Marathon under activist pressure
Shares of Marathon Petroleum rose more than 8% after activist investor Elliott Management followed up on calls it first made several years ago to take steps to enhance the energy company's shareholder value. Specifically, Elliott suggested that Marathon break itself into three separate components, with the new companies to focus on retail gas stations, refining operations, and midstream transportation and storage assets, respectively. The move is the second time that Elliott has targeted Marathon, but shareholders seem pleased at the prospect that the energy specialist might take bigger steps this time around than it did in 2016 -- especially given the stock's recent weakness.
Synnex makes progress
Synnex enjoyed a nearly 18% jump in its share price following the release of its fiscal third-quarter financial results.
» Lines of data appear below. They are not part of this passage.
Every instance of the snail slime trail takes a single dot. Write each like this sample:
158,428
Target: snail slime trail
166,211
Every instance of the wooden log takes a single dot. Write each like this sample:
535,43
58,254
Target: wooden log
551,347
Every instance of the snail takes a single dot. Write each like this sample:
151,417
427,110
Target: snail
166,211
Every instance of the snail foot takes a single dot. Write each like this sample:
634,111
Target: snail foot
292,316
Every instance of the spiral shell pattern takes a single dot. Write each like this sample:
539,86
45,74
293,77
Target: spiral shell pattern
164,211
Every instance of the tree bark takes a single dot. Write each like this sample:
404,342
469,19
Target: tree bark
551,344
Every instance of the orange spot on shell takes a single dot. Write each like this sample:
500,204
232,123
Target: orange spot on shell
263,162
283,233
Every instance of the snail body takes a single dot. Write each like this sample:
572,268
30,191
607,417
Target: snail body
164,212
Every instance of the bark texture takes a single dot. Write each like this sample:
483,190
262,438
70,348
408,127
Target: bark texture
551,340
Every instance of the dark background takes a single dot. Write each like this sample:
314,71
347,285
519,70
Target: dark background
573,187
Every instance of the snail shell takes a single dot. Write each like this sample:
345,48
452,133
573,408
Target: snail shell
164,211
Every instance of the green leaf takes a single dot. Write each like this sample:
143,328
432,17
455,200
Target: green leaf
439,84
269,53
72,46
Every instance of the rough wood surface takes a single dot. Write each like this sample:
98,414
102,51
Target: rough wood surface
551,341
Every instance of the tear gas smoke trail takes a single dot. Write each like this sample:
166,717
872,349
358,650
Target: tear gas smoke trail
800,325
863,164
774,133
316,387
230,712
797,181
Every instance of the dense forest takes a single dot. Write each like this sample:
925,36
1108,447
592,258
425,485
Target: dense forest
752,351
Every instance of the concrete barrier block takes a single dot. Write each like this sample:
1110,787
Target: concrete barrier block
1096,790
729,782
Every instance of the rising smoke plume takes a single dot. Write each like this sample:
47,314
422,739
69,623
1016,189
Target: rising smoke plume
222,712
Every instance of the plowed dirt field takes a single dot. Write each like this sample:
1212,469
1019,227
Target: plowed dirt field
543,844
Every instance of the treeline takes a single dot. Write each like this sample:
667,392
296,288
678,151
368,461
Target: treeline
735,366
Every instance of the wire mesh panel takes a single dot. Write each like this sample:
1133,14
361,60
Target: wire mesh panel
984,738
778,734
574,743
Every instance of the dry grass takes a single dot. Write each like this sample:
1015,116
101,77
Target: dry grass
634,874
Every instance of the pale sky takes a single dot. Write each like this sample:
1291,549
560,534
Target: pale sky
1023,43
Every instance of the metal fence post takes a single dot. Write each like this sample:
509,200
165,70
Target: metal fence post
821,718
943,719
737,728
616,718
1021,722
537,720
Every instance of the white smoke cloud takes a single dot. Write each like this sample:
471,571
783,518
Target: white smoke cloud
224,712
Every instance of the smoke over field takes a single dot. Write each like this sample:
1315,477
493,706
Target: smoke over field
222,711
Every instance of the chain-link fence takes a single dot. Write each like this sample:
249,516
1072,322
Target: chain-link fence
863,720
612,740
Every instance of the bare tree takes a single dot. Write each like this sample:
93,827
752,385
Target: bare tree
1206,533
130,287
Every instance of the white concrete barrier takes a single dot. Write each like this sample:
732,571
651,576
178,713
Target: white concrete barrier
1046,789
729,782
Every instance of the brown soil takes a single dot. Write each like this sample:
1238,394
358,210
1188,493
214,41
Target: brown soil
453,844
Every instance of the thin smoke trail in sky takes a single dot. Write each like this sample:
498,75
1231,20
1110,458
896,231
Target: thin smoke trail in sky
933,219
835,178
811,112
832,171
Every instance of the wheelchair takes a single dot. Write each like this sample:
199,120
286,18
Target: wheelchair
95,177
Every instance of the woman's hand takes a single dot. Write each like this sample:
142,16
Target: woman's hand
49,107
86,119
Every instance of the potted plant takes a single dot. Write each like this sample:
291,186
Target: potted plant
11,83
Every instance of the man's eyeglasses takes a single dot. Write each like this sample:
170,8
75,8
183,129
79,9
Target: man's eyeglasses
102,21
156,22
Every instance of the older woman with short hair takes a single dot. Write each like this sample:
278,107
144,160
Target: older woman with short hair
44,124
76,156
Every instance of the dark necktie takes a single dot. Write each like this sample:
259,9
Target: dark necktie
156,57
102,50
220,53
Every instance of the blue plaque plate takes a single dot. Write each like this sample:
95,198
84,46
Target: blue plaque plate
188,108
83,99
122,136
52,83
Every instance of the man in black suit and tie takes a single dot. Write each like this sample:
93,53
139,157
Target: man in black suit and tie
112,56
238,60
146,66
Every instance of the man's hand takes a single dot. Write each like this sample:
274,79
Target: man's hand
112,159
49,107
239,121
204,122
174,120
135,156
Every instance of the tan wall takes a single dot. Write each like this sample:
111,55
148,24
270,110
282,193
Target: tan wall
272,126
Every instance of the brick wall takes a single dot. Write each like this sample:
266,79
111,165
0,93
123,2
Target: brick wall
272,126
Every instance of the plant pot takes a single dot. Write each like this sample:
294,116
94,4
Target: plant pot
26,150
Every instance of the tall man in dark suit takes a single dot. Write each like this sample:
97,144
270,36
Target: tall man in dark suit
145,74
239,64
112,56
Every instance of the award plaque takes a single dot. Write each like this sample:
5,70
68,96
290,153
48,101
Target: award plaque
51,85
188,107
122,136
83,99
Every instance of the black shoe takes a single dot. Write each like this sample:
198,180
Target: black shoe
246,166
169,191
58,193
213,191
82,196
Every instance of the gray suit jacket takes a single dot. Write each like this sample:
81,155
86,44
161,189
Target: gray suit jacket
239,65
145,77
The business processes specialist said that revenue soared 29%, helping to send adjusted net income up by 70% compared to year-earlier figures. In particular, CEO Dennis Polk pointed to the company's technology solutions segment as contributing to its overall success. Moreover, earnings projections for the fiscal fourth quarter were better than most of those following the stock had expected. The move has Synnex shares at their highest levels since early 2018.
Cintas gets to work
Finally, shares of Cintas gained 6%. The provider of rental uniforms and business services reported strong fiscal first-quarter results, including a 7% gain in sales and a 22% jump in net income from continuing operations. A solid job market helped boost revenue in its uniform rental and facility services segment, but the company actually saw even faster growth from its first aid and safety services business. Cintas typically does well when the economy's firing on all cylinders, and with employment levels still near all-time highs, the company has the wind at its back for now.